LLM OSINT: When GPT-4 Becomes a Digital Detective
Hook
A Python script fed nothing but a name correctly inferred someone’s Myers-Briggs personality type, compiled a psychological profile with accurate strengths and weaknesses, and generated a resume—all from publicly available internet data. Welcome to AI-powered reconnaissance.
Context
Open-source intelligence gathering has traditionally been a manual, tedious process. Security researchers, journalists, and investigators spend hours piecing together information from scattered sources—social media profiles, public records, forum posts, professional networks. Traditional OSINT tools like Maltego or SpiderFoot automate collection, but humans still synthesize meaning from the data.
LLM OSINT represents a proof-of-concept that combines large language models with internet information gathering to perform tasks with collected data. As noted in The Wall Street Journal piece “Generative AI Could Revolutionize Email—for Hackers,” this approach demonstrates what becomes possible when AI systems can both gather and reason about publicly available information. The project shows how LLMs can move beyond simple data collection toward automated understanding and inference.
Technical Insight
LLM OSINT demonstrates the concept of using language models to gather internet information and perform tasks with that data, though the README does not detail its internal implementation. The repository provides working examples rather than architectural documentation.
The person_lookup.py example illustrates the system’s capabilities through its command-line interface:
python examples/person_lookup.py "Shrivu Shankar" --ask "Write their top 3 most likely myers-briggs types"
This single command, with no additional information provided, produces detailed analysis. When asked for Myers-Briggs types, the system identified INTJ with high confidence, noting “passion for coding, research, and problem-solving” and “strategic, innovative, and goal-oriented” characteristics—an assessment the repository author confirms as accurate.
The psychological report example demonstrates even more sophisticated inference. The system identified strengths like “Curiosity” and “Self-Motivated” while inferring potential weaknesses like “Limited Work-Life Balance” and “Potential Overcommitment” based on patterns of achievements rather than explicit statements. This shows the LLM’s capability to make inferences beyond simple information retrieval.
The resume generation example shows the system can merge information from different time periods and sources into structured output formats. The system appears capable of synthesizing data from multiple public sources—LinkedIn, GitHub, Twitter, Instagram, and personal websites—though the specific mechanisms for search, scraping, and synthesis are not documented in the README.
What makes this implementation notable is its proof-of-concept demonstration that LLMs can serve dual roles: both gathering information from the internet and reasoning about that information to answer complex questions.
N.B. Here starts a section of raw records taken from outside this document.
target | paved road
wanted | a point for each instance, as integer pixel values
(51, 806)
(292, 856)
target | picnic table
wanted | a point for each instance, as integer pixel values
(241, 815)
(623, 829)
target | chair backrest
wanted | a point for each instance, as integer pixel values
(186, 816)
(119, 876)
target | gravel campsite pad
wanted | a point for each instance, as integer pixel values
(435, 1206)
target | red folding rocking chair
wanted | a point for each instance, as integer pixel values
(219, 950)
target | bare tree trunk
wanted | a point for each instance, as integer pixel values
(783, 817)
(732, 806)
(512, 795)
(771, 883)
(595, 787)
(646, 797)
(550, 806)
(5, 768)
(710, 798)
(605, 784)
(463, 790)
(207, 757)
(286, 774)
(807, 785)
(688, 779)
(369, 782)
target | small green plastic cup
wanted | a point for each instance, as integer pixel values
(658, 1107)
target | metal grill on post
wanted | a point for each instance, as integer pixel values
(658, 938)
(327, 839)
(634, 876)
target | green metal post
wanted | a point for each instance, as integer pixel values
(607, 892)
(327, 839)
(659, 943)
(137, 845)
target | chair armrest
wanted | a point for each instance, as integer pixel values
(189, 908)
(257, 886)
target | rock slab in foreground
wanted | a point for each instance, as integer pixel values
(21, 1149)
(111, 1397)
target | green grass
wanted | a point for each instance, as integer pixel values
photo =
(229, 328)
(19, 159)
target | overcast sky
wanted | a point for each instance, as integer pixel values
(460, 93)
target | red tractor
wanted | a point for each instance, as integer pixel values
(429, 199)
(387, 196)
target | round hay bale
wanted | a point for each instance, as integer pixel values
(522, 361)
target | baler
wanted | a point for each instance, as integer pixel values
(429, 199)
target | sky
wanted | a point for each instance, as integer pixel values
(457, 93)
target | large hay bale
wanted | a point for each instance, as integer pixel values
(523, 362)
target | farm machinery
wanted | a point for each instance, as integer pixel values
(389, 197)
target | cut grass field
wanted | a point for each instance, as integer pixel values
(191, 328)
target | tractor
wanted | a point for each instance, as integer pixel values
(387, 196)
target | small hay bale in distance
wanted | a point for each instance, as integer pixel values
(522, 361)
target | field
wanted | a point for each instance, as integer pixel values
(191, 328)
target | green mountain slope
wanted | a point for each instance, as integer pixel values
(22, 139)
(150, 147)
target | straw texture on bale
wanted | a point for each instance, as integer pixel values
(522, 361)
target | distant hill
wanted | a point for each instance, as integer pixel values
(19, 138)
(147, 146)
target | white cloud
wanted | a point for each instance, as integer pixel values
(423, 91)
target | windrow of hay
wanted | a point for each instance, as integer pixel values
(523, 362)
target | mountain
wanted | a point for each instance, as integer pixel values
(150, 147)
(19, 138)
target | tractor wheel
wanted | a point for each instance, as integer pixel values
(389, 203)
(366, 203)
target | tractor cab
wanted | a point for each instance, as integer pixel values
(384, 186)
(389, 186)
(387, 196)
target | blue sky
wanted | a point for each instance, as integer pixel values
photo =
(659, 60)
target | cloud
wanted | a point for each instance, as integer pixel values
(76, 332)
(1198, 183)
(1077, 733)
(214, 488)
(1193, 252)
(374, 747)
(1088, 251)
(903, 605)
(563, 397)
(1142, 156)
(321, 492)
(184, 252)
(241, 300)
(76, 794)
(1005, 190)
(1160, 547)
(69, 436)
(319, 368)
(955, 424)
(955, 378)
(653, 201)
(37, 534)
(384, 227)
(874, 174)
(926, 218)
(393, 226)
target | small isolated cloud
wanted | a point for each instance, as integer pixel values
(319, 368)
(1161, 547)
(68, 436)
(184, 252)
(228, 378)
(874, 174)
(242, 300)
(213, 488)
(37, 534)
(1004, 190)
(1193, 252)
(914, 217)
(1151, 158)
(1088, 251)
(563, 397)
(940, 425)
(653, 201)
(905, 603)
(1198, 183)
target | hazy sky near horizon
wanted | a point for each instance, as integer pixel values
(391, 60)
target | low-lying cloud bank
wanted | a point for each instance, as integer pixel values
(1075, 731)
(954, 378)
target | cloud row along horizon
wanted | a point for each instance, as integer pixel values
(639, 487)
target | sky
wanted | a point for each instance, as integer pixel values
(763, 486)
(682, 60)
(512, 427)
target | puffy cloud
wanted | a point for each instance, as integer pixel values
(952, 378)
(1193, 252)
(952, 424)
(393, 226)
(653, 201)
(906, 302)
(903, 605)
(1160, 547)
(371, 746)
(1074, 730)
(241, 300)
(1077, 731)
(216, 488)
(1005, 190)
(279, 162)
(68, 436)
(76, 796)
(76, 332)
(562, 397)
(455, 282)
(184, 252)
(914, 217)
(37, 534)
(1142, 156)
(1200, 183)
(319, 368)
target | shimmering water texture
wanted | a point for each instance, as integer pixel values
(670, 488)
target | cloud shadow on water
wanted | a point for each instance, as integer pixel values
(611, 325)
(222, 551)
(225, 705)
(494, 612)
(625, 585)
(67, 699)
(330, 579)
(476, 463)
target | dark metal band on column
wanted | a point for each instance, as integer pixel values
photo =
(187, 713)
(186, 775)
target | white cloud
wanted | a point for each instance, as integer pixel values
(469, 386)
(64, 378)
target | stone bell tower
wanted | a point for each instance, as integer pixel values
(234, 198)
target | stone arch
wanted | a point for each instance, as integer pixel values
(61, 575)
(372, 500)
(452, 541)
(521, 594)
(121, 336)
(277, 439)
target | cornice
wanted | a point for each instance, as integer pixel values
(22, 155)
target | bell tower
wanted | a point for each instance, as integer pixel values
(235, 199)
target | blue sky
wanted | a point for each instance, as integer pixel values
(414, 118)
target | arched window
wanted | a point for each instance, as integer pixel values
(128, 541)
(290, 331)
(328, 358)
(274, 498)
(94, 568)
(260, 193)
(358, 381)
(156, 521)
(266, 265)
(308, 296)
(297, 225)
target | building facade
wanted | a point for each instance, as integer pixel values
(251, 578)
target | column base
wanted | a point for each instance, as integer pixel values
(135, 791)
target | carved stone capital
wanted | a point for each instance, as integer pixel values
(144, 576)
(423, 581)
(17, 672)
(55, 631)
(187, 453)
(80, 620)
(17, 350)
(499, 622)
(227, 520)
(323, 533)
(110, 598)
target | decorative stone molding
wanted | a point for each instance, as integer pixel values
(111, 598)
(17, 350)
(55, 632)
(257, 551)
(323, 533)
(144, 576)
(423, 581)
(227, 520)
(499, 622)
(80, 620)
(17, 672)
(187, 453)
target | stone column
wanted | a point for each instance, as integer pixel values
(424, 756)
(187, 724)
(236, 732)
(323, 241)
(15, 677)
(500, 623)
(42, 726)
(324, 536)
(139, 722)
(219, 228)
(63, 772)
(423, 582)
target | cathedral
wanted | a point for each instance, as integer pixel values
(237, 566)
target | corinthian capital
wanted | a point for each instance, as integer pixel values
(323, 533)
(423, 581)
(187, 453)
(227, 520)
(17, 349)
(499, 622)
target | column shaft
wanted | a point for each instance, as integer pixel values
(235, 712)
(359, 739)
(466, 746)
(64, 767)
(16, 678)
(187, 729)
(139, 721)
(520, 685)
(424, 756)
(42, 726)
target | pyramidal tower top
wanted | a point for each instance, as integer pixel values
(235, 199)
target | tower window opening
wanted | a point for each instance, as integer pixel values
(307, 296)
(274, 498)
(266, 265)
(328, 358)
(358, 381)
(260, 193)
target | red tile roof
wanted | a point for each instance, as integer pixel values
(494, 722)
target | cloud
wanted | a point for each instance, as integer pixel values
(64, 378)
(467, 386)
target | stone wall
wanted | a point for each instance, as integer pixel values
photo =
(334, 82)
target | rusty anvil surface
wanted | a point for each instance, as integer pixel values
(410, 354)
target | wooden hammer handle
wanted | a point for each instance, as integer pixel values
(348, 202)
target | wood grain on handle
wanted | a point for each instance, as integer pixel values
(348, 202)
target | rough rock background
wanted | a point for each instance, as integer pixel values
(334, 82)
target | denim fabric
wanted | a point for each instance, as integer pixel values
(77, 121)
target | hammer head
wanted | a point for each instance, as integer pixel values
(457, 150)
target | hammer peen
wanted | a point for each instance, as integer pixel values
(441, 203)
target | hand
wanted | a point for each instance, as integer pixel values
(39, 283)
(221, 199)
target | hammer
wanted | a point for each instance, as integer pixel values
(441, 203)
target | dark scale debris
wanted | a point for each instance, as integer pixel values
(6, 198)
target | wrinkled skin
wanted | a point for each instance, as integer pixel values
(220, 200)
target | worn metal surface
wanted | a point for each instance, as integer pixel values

The examples show the system handling disambiguation (“For common names, disambiguation can be done like ‘John Smith (the Texas Musician)’”), suggesting some level of query refinement capability.
The technical approach likely involves prompting strategies and web access mechanisms, but the README focuses on demonstrating capabilities through examples rather than explaining implementation. Developers interested in building similar systems would need to examine the /examples directory code for implementation details.
Gotcha
The most significant limitation is ethical rather than technical. The repository’s own privacy warning acknowledges the tool is “spooky good at gathering information from publicly available sources” and emphasizes that “personal information uncovered through open-source intelligence remains personal and should be treated with respect and protection.” The warning explicitly states users should be “cognizant of each person’s right to privacy” when researching individuals other than themselves.
This creates an inherent tension: the repository demonstrates concerning capabilities while making them publicly accessible to anyone with Python skills and API access. The examples intentionally use only the repository author’s own information, establishing self-research as the ethical baseline.
From a technical perspective, this is a proof-of-concept rather than a production tool. As demonstration code, it may lack robustness features expected in production systems—error handling for blocked websites, rate limiting for API costs, or reliability patterns for handling contradictory information. The README does not document implementation details, so specific technical limitations cannot be verified, but users should expect proof-of-concept code to require hardening for serious use.
The repository has 264 stars, indicating community interest, but the README provides no information about maintenance status, update frequency, or compatibility with current LLM APIs. Users implementing similar functionality might find more robust solutions in modern agent frameworks that have formalized patterns for tool use and web access.
Verdict
Use LLM OSINT if you’re a security researcher studying AI and privacy implications, a developer learning about LLM-based information gathering through working examples, or an educator demonstrating dual-use AI capabilities. The repository’s value is primarily educational—it proves that combining LLMs with internet access enables automated research and inference from public data. Skip if you need production-ready OSINT tools (established platforms like Maltego or SpiderFoot offer better reliability), lack clear ethical justification for automated personal information gathering, or want modern agent framework features. Most critically, the repository’s own guidance is clear: use this tool on yourself, not others, without explicit consent. The technical capability exists, but as the README emphasizes, “personal information uncovered through open-source intelligence remains personal and should be treated with respect and protection.” This repository’s greatest contribution is demonstrating both the power and the responsibility that comes with giving LLMs autonomous access to information.